Novo Nordisk unveiled topline Phase Ib/IIa data Friday for its next-generation obesity treatment amycretin, which elicited up to 22% weight-loss in adults with overweight or obesity.
These early findings will help Novo redeem its obesity franchise after last month’s underwhelming late-stage readout of CagriSema, a GLP-1 and amylin analog that industry observers had been viewing as the successor to its semaglutide brands Ozempic and Wegovy. In the Phase III REDEFINE 1 trial, CagriSema cut body weight by 22.7% at 68 weeks—an effect that Novo touted as encouraging at the time, but came below its previous projection of 25% weight-loss.
Novo dipped up to 20% in that trial’s aftermath, losing some $72 billion from its market cap.
Friday’s data come from 125 patients enrolled in a randomized, placebo-controlled and double-blinded Phase Ib/IIa trial. The study combined single-ascending dose, multiple-ascending dose and dose-response designs to assess the efficacy and safety of three different amycretin doses—1.25 mg, 5 mg and 20 mg—over a total treatment duration of up to 36 weeks.
At 20 weeks, patients on the 1.25-mg dose saw a 9.7% drop in body weight, versus 1.9% weight gain in placebo comparators at the same time point. Amycretin was uptitrated to 5 mg by 28 weeks, at which point patients lost 16.2% of their weight, whereas placebo counterparts gained 2.3%.
By 36 weeks, the amycretin dose had been bumped up to 20 mg, resulting in 22% weight-loss. Placebo counterparts at this time point saw a weight increase of 2.0%.
Novo was trading around 12% higher on the Danish stock exchange Friday morning.

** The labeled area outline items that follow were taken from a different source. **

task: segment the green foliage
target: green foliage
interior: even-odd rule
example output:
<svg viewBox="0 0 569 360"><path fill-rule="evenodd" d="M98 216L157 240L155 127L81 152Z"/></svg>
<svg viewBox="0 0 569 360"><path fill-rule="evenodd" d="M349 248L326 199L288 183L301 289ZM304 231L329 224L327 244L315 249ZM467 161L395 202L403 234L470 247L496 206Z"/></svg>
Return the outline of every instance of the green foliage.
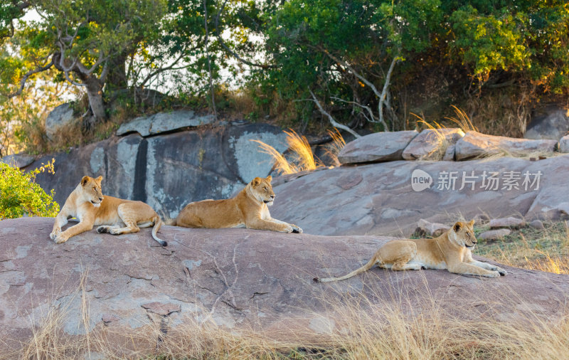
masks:
<svg viewBox="0 0 569 360"><path fill-rule="evenodd" d="M0 220L27 216L55 216L59 205L53 190L48 194L36 184L36 176L54 174L55 159L28 173L9 164L0 163Z"/></svg>

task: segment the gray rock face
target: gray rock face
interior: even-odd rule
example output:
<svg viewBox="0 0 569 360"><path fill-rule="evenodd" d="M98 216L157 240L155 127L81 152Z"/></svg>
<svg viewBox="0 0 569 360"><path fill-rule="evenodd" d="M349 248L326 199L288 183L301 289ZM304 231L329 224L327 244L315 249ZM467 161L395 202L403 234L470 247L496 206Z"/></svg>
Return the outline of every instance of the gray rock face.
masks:
<svg viewBox="0 0 569 360"><path fill-rule="evenodd" d="M558 140L569 131L569 110L556 105L548 106L528 125L526 139Z"/></svg>
<svg viewBox="0 0 569 360"><path fill-rule="evenodd" d="M477 238L479 240L497 240L510 235L510 233L511 233L510 229L489 230L479 234Z"/></svg>
<svg viewBox="0 0 569 360"><path fill-rule="evenodd" d="M338 159L343 164L400 160L403 150L418 134L416 130L370 134L346 144Z"/></svg>
<svg viewBox="0 0 569 360"><path fill-rule="evenodd" d="M450 229L450 226L442 223L430 223L422 218L417 223L417 228L420 229L421 233L424 233L425 235L431 235L433 237L436 237L442 235L445 231Z"/></svg>
<svg viewBox="0 0 569 360"><path fill-rule="evenodd" d="M569 135L565 135L559 140L559 152L569 152Z"/></svg>
<svg viewBox="0 0 569 360"><path fill-rule="evenodd" d="M469 131L457 142L454 157L465 160L494 154L512 154L531 152L553 152L557 140L528 140L486 135Z"/></svg>
<svg viewBox="0 0 569 360"><path fill-rule="evenodd" d="M274 187L271 215L298 216L305 233L410 235L417 222L452 223L481 213L519 213L526 221L560 218L569 203L569 155L466 162L391 162L341 166ZM421 187L412 181L430 179ZM278 178L275 182L279 181Z"/></svg>
<svg viewBox="0 0 569 360"><path fill-rule="evenodd" d="M14 154L0 159L0 162L15 165L21 169L33 163L35 159L35 157L26 154Z"/></svg>
<svg viewBox="0 0 569 360"><path fill-rule="evenodd" d="M425 129L407 145L403 158L405 160L441 160L449 147L454 147L464 136L460 129Z"/></svg>
<svg viewBox="0 0 569 360"><path fill-rule="evenodd" d="M36 180L46 191L55 190L60 205L84 175L101 175L103 194L145 201L175 218L189 202L225 198L255 176L266 176L273 162L250 141L255 139L280 152L287 149L280 129L242 125L149 138L115 137L44 156L31 166L55 158L55 175L40 174Z"/></svg>
<svg viewBox="0 0 569 360"><path fill-rule="evenodd" d="M53 139L55 133L61 127L71 124L75 120L73 117L73 109L71 104L67 102L62 104L55 109L48 115L46 119L46 133L50 140Z"/></svg>
<svg viewBox="0 0 569 360"><path fill-rule="evenodd" d="M530 222L530 223L528 225L534 229L543 230L546 228L546 227L543 226L543 223L542 223L541 220L534 220L533 221Z"/></svg>
<svg viewBox="0 0 569 360"><path fill-rule="evenodd" d="M312 281L364 263L388 240L378 236L163 226L165 248L156 246L149 228L119 236L92 230L57 245L48 238L53 223L50 218L0 221L0 337L11 340L0 342L0 354L30 339L32 327L54 309L64 312L63 336L106 326L115 330L108 341L120 343L132 342L129 332L156 317L167 317L169 334L205 319L235 332L252 324L277 335L289 329L341 331L327 305L364 298L414 315L427 311L430 302L422 295L427 290L443 309L464 309L467 302L467 311L457 315L473 319L487 314L484 305L490 302L492 314L504 321L534 316L555 321L564 314L559 304L569 300L567 275L506 266L508 275L496 279L374 268L332 285Z"/></svg>
<svg viewBox="0 0 569 360"><path fill-rule="evenodd" d="M493 218L490 221L489 225L490 228L493 229L499 228L519 228L520 226L524 226L526 221L523 219L510 216L508 218Z"/></svg>
<svg viewBox="0 0 569 360"><path fill-rule="evenodd" d="M117 130L117 134L124 135L136 132L143 137L147 137L183 127L211 124L215 120L213 115L198 115L193 110L159 112L148 117L137 117L122 125Z"/></svg>

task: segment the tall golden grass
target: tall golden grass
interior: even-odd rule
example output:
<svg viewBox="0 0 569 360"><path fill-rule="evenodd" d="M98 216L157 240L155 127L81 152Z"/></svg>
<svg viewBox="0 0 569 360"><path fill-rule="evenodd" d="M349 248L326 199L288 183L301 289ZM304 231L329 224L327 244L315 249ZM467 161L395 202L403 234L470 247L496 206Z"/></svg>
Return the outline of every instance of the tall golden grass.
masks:
<svg viewBox="0 0 569 360"><path fill-rule="evenodd" d="M332 142L326 147L324 152L333 162L339 165L337 155L346 145L346 142L340 132L336 129L334 130L334 132L328 130ZM260 140L251 140L259 144L260 152L267 154L274 159L274 169L280 174L314 170L318 167L325 166L319 159L314 157L312 148L306 137L298 134L292 129L284 130L283 132L287 134L286 142L290 152L290 160L287 159L283 154L268 144Z"/></svg>
<svg viewBox="0 0 569 360"><path fill-rule="evenodd" d="M451 107L454 110L454 114L456 116L445 117L445 119L447 119L458 125L458 127L460 127L460 129L464 132L464 133L467 133L469 131L478 131L478 128L472 125L472 122L470 120L470 118L464 110L459 109L454 105L451 105Z"/></svg>
<svg viewBox="0 0 569 360"><path fill-rule="evenodd" d="M478 248L477 255L509 266L569 275L569 227L565 222L546 222L543 230L514 231Z"/></svg>
<svg viewBox="0 0 569 360"><path fill-rule="evenodd" d="M367 279L381 281L373 277ZM20 349L0 354L0 359L533 360L565 359L569 354L569 317L545 319L528 308L514 322L496 319L491 309L481 317L475 307L435 300L426 281L425 288L414 295L422 304L421 312L405 307L408 299L400 294L395 296L399 300L371 300L354 289L341 300L324 298L321 312L307 312L311 317L334 319L329 331L319 334L300 329L282 333L230 329L216 325L211 319L192 316L171 328L149 319L137 329L100 323L88 332L85 279L75 295L82 297L80 317L84 334L65 334L65 322L77 314L64 305L50 311ZM516 294L504 295L501 297L511 299L513 307L523 303ZM488 308L494 302L491 300Z"/></svg>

Martin Lange, the company’s executive vice president for development, said in a statement that the pharma is “encouraged” by these findings, which “support the weight lowering potential of this novel unimolecular GLP-1 and amylin receptor agonist.”
In an investor note, analysts at BMO Capital Markets wrote that Friday’s amycretin readout will “[reopen] the door in the eyes of investors with a next gen option beyond semaglutide.”

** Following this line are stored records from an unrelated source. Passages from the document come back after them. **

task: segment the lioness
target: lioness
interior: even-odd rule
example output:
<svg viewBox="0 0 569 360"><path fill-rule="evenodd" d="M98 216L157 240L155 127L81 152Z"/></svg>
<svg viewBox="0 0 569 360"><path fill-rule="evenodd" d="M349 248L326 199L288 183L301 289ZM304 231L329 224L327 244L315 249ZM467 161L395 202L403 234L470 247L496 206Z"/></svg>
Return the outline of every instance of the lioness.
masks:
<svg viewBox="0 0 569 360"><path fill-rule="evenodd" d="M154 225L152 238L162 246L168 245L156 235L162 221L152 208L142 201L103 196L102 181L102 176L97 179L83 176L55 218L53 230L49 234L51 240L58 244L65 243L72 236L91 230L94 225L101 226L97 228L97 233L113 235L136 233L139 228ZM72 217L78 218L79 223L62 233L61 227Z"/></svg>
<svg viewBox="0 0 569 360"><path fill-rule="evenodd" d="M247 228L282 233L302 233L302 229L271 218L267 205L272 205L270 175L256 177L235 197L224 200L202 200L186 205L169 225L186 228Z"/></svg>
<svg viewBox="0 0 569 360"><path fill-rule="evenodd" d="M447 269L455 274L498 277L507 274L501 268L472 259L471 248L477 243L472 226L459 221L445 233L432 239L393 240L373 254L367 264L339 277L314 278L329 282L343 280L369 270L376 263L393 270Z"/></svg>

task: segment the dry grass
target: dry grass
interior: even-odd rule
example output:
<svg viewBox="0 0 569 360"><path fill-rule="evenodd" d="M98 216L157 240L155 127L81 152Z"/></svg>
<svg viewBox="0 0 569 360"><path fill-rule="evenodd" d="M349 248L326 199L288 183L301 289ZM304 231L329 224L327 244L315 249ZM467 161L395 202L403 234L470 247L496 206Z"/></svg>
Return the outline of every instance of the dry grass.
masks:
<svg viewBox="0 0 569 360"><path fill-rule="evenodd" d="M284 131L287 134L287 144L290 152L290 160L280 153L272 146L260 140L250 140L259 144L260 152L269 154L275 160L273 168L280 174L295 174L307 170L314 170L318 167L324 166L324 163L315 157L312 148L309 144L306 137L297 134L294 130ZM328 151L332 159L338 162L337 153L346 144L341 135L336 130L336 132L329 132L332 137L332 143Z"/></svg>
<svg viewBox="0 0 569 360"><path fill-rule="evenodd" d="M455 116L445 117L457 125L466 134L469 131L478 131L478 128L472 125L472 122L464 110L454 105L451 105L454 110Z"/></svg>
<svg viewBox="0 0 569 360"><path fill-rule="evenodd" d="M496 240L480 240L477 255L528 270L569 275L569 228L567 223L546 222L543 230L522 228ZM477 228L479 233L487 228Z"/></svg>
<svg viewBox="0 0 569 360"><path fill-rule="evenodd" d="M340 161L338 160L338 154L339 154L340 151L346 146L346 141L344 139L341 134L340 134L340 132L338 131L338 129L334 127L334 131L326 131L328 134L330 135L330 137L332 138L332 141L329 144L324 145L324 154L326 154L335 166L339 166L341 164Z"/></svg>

Subcutaneous amycretin “could start to shift the narrative around Novo shares with a next gen therapy in the company’s pipeline that could be competitive with the likes of Lilly’s tirzepatide and retatrutide,” the analysts added.
William Blair analysts, in their own note, pointed out that Novo did not provide safety data in its press release, which “could have better contextualized amycretin’s clinical profile for investors.” Still, the results “further validate the amylin-based approach” in obesity, the analysts wrote.
Amycretin is a long-acting agonist of both the GLP-1 and amylin receptors and works by controlling blood sugar levels and modulating appetite. Friday’s data come from Novo’s subcutaneous formulation of amycretin, but the pharma is also developing an oral version.
At the 2024 annual meeting of the European Association for the Study of Diabetes in September, Novo released Phase I data for oral amycretin, touting what it called a “remarkable” 13% weight-loss at 12 weeks—and pointing to the lack of a plateau effect, suggesting potentially stronger effects with prolonged exposure.
Novo plans to take amycretin into “further clinical development” in obesity and overweight, according to Friday’s news release.